J.D.Power cut its forecast for West European sales to a fall of 1.1 percent from a previous merely anemic plus 0.2 percent. It had some cloudy news for Germany though. The selling rate in Europe’s biggest market had dipped below three million a year in July, although for the year to date sales were up 10.4 percent.

Not all forecasters are prepared to concede that the sky is falling.

“We believe in light of the speed in financial market decline and the still solid industry data it is too early to give in and make a recessionary scenario our core outlook,” said Deutsche Bank analyst Jochen Gehrke.

The PricewaterhouseCoopers monthly Autofacts report is also optimistic.
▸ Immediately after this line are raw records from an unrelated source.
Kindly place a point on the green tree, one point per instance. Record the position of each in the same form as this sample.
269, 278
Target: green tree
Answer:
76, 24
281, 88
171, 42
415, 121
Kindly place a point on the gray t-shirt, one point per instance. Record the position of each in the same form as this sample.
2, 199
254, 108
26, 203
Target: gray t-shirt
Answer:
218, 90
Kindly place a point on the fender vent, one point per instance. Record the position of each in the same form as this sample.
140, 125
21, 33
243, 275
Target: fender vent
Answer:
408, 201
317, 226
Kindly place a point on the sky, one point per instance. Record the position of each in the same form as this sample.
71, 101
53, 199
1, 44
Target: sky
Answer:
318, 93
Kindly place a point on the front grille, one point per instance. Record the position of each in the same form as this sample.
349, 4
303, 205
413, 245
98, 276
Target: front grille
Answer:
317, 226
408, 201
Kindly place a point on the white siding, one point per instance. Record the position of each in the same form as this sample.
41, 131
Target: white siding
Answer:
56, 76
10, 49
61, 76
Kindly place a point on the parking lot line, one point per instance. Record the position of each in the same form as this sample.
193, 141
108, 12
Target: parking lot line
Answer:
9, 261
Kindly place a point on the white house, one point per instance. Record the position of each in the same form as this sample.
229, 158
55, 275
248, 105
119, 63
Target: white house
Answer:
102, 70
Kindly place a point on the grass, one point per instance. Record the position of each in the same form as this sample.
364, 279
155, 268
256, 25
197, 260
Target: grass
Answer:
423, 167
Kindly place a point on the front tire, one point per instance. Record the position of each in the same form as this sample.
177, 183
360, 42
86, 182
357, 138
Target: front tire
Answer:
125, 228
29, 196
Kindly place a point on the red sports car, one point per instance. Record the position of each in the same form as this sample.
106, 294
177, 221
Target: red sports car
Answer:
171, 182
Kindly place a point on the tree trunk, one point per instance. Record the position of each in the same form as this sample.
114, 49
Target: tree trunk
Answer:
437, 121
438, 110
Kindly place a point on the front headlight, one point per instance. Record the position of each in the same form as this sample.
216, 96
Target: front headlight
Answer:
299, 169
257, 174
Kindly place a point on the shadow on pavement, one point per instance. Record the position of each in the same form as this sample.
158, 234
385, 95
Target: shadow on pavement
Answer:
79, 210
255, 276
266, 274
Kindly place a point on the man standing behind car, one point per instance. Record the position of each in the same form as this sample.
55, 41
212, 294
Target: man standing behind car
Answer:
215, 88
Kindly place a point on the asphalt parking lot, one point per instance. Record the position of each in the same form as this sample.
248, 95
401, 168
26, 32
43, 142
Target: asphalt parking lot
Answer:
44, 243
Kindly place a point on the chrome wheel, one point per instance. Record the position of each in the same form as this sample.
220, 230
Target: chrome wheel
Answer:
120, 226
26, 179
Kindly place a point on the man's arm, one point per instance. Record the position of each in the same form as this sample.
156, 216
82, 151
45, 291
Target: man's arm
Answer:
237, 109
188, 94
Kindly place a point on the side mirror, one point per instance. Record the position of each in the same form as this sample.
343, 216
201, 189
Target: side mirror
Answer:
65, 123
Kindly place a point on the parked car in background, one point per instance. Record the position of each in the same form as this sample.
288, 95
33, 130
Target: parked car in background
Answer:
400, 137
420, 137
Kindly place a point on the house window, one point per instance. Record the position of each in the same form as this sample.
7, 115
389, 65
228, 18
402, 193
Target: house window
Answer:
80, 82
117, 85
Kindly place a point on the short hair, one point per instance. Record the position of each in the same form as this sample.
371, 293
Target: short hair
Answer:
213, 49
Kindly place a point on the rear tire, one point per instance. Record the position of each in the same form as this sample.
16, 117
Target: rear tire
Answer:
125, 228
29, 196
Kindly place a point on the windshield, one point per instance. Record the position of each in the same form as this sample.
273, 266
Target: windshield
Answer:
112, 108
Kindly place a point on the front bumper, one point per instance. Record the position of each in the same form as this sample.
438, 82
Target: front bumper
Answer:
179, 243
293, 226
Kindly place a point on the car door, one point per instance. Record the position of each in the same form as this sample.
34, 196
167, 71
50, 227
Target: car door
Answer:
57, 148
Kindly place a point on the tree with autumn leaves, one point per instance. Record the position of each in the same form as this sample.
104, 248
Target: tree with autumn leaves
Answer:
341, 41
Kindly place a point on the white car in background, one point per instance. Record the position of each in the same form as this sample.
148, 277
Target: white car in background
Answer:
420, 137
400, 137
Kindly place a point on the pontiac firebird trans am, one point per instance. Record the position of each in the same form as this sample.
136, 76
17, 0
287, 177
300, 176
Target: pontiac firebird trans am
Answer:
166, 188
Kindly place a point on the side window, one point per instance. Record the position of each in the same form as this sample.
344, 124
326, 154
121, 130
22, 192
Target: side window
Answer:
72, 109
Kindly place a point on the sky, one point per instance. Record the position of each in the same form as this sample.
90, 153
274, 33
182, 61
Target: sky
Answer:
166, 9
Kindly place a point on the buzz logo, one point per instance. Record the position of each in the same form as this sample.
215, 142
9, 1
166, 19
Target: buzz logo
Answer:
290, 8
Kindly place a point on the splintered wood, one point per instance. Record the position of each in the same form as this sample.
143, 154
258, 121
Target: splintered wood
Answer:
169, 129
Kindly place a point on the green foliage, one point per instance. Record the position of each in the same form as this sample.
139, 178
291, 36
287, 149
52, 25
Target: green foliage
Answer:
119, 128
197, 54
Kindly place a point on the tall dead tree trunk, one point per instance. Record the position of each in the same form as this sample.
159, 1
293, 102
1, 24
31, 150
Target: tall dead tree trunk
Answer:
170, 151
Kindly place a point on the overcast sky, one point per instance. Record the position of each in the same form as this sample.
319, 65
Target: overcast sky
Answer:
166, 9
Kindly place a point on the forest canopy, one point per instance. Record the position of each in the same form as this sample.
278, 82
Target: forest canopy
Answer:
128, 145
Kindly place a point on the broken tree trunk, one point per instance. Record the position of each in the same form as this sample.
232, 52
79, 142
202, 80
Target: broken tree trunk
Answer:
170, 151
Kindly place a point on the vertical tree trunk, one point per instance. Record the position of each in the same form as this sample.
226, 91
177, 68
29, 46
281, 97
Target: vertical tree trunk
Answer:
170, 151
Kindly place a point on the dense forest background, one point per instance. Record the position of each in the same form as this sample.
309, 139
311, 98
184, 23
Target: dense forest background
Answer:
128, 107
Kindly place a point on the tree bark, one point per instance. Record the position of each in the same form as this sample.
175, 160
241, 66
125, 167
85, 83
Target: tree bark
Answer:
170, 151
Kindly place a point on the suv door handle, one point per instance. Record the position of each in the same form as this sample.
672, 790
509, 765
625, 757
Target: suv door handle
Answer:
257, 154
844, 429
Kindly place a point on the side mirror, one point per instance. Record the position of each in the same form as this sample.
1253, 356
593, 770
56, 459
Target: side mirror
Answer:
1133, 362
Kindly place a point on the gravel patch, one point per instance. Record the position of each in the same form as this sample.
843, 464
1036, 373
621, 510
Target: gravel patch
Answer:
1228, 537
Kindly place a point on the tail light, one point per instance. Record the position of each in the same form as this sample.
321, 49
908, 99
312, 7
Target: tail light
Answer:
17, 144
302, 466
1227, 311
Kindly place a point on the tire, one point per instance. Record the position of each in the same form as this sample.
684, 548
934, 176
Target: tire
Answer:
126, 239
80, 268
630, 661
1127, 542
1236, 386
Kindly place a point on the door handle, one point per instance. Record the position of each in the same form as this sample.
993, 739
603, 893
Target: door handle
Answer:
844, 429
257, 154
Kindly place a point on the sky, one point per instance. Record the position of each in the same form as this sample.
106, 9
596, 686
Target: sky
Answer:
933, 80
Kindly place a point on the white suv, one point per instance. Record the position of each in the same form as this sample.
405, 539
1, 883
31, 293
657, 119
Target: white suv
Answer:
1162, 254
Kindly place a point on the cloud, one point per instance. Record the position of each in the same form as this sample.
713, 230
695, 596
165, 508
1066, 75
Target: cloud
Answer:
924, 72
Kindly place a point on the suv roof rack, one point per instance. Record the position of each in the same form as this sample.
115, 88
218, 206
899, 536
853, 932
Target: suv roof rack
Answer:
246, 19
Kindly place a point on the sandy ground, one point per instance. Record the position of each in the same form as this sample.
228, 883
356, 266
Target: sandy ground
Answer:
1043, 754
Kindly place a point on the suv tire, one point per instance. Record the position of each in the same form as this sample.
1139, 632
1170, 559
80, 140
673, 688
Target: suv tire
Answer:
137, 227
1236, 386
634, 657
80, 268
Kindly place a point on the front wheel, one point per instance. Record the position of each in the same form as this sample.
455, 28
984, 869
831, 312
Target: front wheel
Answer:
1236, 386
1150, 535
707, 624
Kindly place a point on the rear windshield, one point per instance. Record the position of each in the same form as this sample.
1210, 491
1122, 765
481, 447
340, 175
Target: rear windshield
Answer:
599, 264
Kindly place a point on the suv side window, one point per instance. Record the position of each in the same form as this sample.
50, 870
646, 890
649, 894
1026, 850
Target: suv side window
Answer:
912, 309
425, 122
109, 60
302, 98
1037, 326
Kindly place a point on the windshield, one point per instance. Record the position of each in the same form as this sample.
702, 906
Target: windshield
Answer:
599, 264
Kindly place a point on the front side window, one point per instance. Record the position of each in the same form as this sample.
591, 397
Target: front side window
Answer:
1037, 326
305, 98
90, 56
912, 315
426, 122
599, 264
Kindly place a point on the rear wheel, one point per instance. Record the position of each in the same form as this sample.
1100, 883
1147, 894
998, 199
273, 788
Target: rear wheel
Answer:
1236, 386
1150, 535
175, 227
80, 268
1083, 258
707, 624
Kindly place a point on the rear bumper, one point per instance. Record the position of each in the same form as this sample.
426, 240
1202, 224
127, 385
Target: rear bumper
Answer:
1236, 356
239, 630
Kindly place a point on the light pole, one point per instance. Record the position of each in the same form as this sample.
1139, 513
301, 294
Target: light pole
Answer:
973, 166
Not surprisingly because it is all about Germany.

“Strong global demand for German-brand vehicles was primarily bolstered by surging sales in China, a solid luxury market recovery in the U.S., and new organic growth within emerging markets,” the report said.

Despite slightly more pessimistic consumer surveys, Germany’s economic fundamentals are still positive. GDP is expected to grow three percent in 2011, with inflation stable at 2.6 percent, and the seven percent unemployment rate remaining near historic lows, Autofacts said. The German auto industry is on track to reach a record output of six million by 2015. This year output should reach 5.8 million, up from 5.4 million in 2010, according to Autofacts.

Is it sustainable?
Despite the strong performance by the Germans, U.S. ratings agency Standard & Poors is not yet convinced this is sustainable enough to justify upgrades.

“Profitability has improved and the luxury manufacturers have gone through restructuring and efficiency programs and this produced some good results clearly and they also have strong momentum. Is this sustainable? We’ll be looking at this in the next months. If they are at a new level that might justify uprating action,” said S&P director Barbara Castellano in a video report.

One, admittedly highly unlikely, development would have all this German euphoria skidding off into a wall. The crisis in the Euro zone, which started out with the PIGS – Portugal, Ireland, Greece and Spain – and has now hit Italy and is now approaching France, contains a nightmare scenario for the Germans and their successful engineering exporters.

If the euro zone did break apart and Germany was forced to return to its old mark, this would torpedo bottom lines. The German’s use of the euro gives the likes of BMW a price advantage of around 25 percent in export markets. If Germany was forced to revert to the mark, car manufacturers would quickly have to move production out of high wage Germany, causing huge unemployment, or forego most or all of their profits. So every time you hear that Germans are reluctant this time to cough up their hard-earned taxes to bail out the latest supplicant with its begging bowl, remember that the nation reaps huge advantages from its use of the euro.

Scared silly
If the recession does return, Bernstein’s Warburton points out that the auto industry would not be a great place for investors.

“It is logical that the market (investors) flees from autos when it fears recession – these are hairy, ugly, high fixed cost, hugely operationally leveraged companies. Most will lose money and most will burn cash in a recession,” he said.

But if times do get hard, rather own German auto stocks.

“We are scared silly by what production cuts can do to the cash flow of the French and Fiat. The stocks are very cheap, but they have far greater potential to go very wrong than the Germans. We simply cannot envisage a credible scenario that would see the Germans face a liquidity crisis – unless we start talking about a Euro breakup etc,” Warburton said.